В другом авантюрном романе «Остров Эрендорф» (1924) (заглавие, как отмечали современники, иронически отсылает к фамилии И. Эренбурга) В. Катаев тоже использует архетипический образ чудака-ученого, который предсказывает страшную катастрофу. Начинается паника, в результате обнаруживается сбой в арифмометре профессора. Образ ученого, который делает какое-то уникальное открытие, изменяющее мир, столь активно используемый писателями 1920-х гг. (М. Булгаков «Собачье сердце», «Роковые яйца», М. Козырев «Ленинград», Вс. Ива нов и В. Шкловский «Иприт» и многие другие') восходит к произведениям Г. Уэллса, особенно к роману «Остров доктора Моро», герой которого, профессор, в своей лаборатории на необитаемом острове занимается созданием необычных гибридов людей и животных. Г. Уэллс в условиях становления новой модели функционирования русской литературы был необыкновенно популярен не только среди рядовых читателей, но и среди писателей, о чем свидетельствуют многие мемуаристы, вспоминающие приезд Г. Уэллса в Москву в начале 1920-х гг. (Чуковский Н., 1989; Иванов, 2001; Серапионовы братья, 2004; и др.). Следует отметить, правда, и идеологическую подоплеку этой популярности.
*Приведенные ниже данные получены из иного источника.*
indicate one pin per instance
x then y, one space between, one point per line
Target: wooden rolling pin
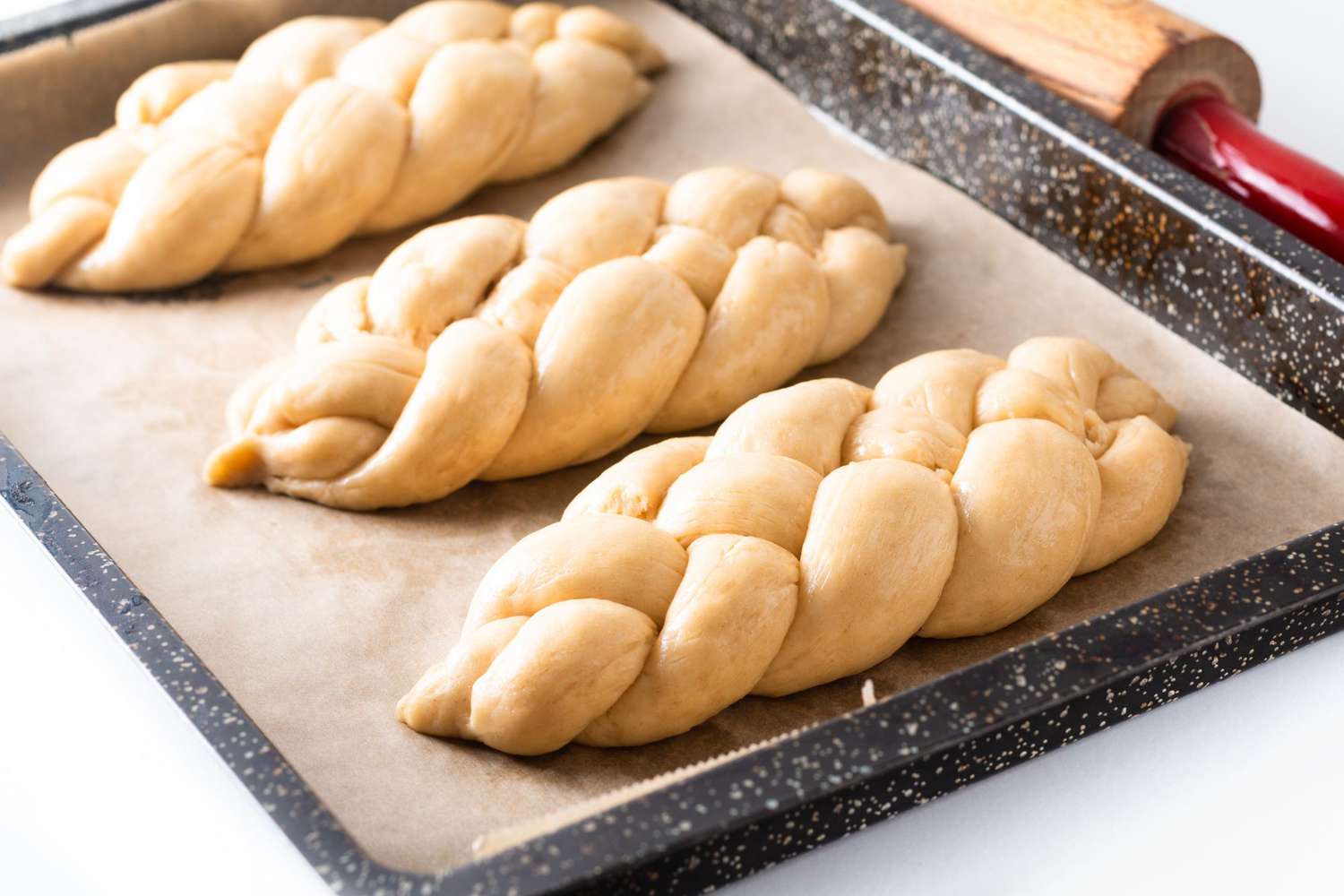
1168 82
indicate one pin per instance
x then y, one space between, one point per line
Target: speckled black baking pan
1089 195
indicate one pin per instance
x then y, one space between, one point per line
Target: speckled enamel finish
1252 296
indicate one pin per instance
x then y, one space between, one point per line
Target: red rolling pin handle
1220 145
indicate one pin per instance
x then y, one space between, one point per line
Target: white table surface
1238 788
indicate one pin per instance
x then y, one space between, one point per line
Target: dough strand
328 126
816 532
494 349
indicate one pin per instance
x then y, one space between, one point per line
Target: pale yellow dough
823 527
494 349
325 128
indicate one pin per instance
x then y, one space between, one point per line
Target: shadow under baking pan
312 622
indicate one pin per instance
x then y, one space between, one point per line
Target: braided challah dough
325 128
817 530
492 349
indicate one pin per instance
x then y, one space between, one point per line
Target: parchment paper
317 619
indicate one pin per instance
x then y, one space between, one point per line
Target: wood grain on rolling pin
1124 61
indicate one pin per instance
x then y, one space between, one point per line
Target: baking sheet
317 619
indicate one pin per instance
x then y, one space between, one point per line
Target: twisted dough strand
492 349
325 128
819 530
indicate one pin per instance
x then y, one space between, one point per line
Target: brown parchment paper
317 619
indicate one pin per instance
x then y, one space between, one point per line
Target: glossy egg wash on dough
816 532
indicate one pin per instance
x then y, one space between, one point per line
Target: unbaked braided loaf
808 540
492 349
325 128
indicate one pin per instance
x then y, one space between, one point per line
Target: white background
1238 788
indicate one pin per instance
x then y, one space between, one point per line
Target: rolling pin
1169 83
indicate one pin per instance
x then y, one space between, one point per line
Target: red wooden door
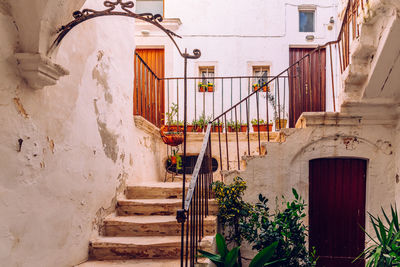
307 82
337 210
148 96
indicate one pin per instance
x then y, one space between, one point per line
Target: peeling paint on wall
20 108
100 74
5 8
51 144
108 139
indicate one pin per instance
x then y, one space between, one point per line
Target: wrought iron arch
87 14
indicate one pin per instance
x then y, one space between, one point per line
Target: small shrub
385 248
285 227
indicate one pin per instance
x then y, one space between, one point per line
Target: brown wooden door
337 210
307 82
148 95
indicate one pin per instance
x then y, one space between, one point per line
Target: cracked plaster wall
286 165
79 143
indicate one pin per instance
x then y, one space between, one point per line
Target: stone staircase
144 230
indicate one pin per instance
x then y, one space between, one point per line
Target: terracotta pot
169 137
263 127
173 128
173 160
190 128
243 128
282 124
266 89
232 129
216 129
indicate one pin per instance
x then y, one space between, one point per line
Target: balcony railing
348 33
205 102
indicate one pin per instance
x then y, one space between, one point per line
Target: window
207 74
150 6
261 73
306 20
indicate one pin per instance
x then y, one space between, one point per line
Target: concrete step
131 263
124 248
169 190
147 207
150 226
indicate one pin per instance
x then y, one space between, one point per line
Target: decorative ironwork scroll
126 7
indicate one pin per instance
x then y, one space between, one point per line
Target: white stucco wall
233 38
80 145
286 165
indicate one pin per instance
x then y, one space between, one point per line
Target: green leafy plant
171 114
261 228
385 248
215 123
203 120
256 122
234 125
175 158
230 258
231 208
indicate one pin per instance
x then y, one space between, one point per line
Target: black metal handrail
194 230
195 205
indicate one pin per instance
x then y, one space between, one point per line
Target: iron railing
225 91
148 93
199 190
195 205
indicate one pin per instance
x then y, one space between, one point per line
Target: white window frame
308 8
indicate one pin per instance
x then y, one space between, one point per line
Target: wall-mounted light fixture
310 37
145 32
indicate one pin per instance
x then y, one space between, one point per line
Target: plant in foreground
285 227
230 257
385 248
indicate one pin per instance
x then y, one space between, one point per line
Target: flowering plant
231 206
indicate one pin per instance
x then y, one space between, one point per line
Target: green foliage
256 122
203 121
285 227
231 207
172 113
227 258
385 248
215 123
234 125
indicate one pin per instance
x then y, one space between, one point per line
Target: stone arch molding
37 22
341 146
34 62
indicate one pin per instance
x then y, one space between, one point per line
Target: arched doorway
337 210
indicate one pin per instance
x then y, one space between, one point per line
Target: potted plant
202 87
210 87
255 87
171 134
264 86
216 127
203 122
233 126
243 127
261 125
280 121
195 127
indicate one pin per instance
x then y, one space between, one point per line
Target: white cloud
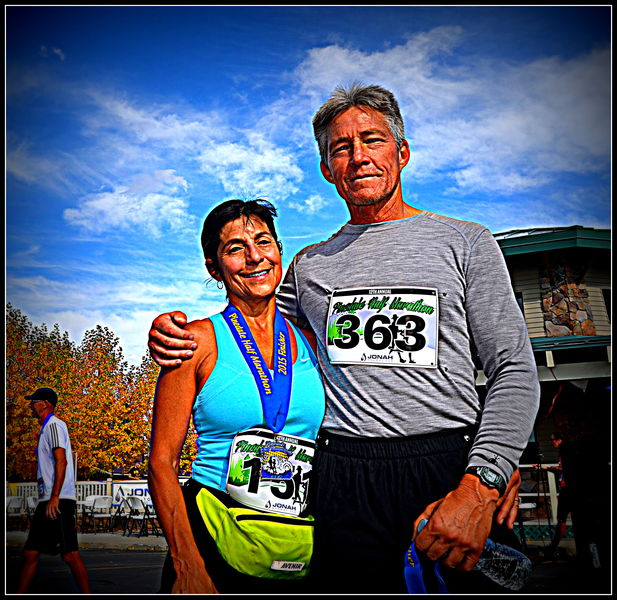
489 125
46 52
149 203
254 168
311 206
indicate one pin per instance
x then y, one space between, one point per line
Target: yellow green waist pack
257 543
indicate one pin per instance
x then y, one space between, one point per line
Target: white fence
116 489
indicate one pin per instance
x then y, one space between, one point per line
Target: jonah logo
283 565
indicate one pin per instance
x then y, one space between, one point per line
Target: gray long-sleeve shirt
397 308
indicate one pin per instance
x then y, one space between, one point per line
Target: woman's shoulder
204 335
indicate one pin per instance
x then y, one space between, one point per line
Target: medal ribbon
275 392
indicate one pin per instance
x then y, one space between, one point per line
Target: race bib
395 326
270 471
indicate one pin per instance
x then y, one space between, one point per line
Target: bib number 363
384 326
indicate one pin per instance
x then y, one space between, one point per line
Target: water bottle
502 564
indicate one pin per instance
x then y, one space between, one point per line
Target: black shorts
369 492
53 536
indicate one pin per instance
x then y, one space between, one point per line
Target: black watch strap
489 478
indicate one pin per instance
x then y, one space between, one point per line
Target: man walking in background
53 528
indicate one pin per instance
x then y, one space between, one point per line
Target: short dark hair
228 211
44 394
373 96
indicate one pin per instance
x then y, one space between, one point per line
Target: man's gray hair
357 94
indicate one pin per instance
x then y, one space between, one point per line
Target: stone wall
565 299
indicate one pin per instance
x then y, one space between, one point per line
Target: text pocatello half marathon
384 326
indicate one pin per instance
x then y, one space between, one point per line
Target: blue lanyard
414 577
413 570
275 393
38 439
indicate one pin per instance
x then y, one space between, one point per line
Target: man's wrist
490 478
475 486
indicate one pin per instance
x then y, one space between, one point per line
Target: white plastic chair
99 509
15 510
31 504
140 513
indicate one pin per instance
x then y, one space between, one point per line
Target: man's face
363 161
38 407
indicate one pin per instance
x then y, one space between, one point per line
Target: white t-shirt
54 435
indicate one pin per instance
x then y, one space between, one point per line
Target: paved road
111 572
133 571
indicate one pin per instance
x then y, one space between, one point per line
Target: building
561 277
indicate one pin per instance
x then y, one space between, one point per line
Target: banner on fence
137 487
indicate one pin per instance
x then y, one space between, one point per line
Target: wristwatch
489 478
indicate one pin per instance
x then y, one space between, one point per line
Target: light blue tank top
229 402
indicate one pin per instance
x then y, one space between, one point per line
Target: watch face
491 477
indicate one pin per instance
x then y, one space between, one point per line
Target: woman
242 363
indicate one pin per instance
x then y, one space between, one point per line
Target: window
606 293
519 300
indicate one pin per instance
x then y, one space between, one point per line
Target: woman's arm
175 393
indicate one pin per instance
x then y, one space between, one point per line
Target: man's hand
168 342
458 524
508 504
53 508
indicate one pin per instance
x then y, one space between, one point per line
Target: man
398 299
53 528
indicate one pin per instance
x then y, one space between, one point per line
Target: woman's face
249 260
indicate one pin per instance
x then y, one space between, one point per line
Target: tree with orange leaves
106 404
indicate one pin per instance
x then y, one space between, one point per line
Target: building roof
539 239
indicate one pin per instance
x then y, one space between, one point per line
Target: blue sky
126 125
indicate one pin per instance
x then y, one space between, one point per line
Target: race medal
270 471
385 326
Увлечения авантюрным романом не избежали и писатели, тяготеющие к зарождающемуся соцреализму. Так, например, Б. Лавренев, к 1925 г. выпустивший сборник рассказов «Ветер», в который вошел прославивший его «Сорок первый», пишет авантюрный роман «Крушение республики Итль». Лавренев дает хронику развала демократической республики Итль, расположенной на одном из южных берегов, которой взялась помогать островная держава Наутилия, обладательница мощного флота. В этом своеобразном «романе с ключом» современники узнали недавнюю историю Крыма, на котором в 1920 г. находилась армия Врангеля.
Трафаретность жанра становится очевидной и при обращении к романам А.Шитттко «Господин Антихрист» (1926), «Аппетит микробов» (1927), «Комедия масок» (1928), сюжетная линия которых совпадает с контурами многих авантюрных романов современников. В «Комедии масок» сюжет концентрируется на карьеристе Гривуа, рвущемся к министерским постам и к диктатуре любой ценой (через спекуляцию несуществующим военным изобретением, через трупы). В «Господине Антихристе» развитие интриги связано с таинственной фигурой агитатора – коммуниста Джона, наводящего на «западных» обывателей апокалиптический ужас. «Аппетит микробов», напоминающий сюжет романа И. Эренбурга «Трест Д. Е.», посвящен анархисту и индивидуалисту Лаэраку, который, изготовив армию роботов, вступает в единоборство с капитализмом, но терпит крах.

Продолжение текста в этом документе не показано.